Police were finally able to find Tori’s remains on July 19, 2009, after cellphone records showed there were two calls made from the Mount Forest, Ont., area from Rafferty’s BlackBerry on the evening of April 8.
Investigators were able to retrieve the phone Rafferty got rid of by tracking it back to its manufacturer, Research In Motion, but all the data had been erased, testified provincial police Const. James Brady.
Rafferty returned to the Bell store on May 19 to exchange the loaner phone for a new BlackBerry that was ready, Brady testified. He was also at the mall that night buying clothes for Woods for a trip she had planned to Las Vegas the next day.
“He called me probably about four times that day asking for my shoe size, my dress size, certain things,” Woods testified. “I wasn’t comfortable with it, never was, but he always wanted to buy stuff for me, always wanted to buy clothes for me and wanted to buy the kids stuff.”

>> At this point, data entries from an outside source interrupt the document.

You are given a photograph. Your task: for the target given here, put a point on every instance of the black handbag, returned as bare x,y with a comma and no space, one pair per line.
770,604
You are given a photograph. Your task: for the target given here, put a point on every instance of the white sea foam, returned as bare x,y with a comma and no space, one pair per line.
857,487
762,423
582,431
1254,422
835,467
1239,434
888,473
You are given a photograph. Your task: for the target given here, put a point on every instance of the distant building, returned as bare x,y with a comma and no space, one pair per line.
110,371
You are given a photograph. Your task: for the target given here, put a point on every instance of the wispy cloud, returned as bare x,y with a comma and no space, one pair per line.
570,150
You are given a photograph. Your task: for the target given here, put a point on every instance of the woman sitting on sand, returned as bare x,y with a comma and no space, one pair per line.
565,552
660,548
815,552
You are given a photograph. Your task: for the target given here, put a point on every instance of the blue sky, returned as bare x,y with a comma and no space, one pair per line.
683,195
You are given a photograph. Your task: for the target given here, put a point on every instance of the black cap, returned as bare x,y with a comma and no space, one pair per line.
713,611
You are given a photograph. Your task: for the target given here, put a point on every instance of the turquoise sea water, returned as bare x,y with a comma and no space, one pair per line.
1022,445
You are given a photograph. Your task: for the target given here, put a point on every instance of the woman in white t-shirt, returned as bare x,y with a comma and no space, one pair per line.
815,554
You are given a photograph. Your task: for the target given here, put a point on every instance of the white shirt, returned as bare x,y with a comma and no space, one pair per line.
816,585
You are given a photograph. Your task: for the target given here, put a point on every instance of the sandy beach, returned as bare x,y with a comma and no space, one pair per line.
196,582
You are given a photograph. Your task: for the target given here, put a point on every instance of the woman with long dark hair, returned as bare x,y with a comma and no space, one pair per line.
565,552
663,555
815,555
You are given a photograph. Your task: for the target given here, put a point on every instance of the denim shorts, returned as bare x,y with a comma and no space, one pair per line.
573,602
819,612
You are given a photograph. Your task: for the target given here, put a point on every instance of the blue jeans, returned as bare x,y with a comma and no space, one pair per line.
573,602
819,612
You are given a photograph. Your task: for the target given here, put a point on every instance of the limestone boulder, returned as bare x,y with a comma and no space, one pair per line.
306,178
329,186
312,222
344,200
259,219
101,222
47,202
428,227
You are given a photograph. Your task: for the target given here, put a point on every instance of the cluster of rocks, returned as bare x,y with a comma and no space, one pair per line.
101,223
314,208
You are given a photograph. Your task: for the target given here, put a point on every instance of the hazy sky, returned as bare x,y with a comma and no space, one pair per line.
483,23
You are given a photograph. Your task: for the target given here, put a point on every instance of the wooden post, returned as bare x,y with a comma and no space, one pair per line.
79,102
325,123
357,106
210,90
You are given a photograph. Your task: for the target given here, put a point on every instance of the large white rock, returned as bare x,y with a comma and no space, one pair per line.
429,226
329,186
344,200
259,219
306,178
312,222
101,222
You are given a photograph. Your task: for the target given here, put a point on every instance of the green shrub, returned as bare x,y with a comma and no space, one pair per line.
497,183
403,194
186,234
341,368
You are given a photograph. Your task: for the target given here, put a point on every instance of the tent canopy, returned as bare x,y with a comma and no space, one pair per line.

Woods agreed to meet Rafferty in the parking lot of a GoodLife Fitness in Woodstock at about 7:30 p.m. so he could give her the new clothes.
Rafferty got into her car, put the shopping bags on the floor, then a man appeared at the car window, asking, “Are you Michael Rafferty?” she said.
Woods got out of the car to see about 20 police officers and watched as Rafferty was put into handcuffs and taken away in a police car.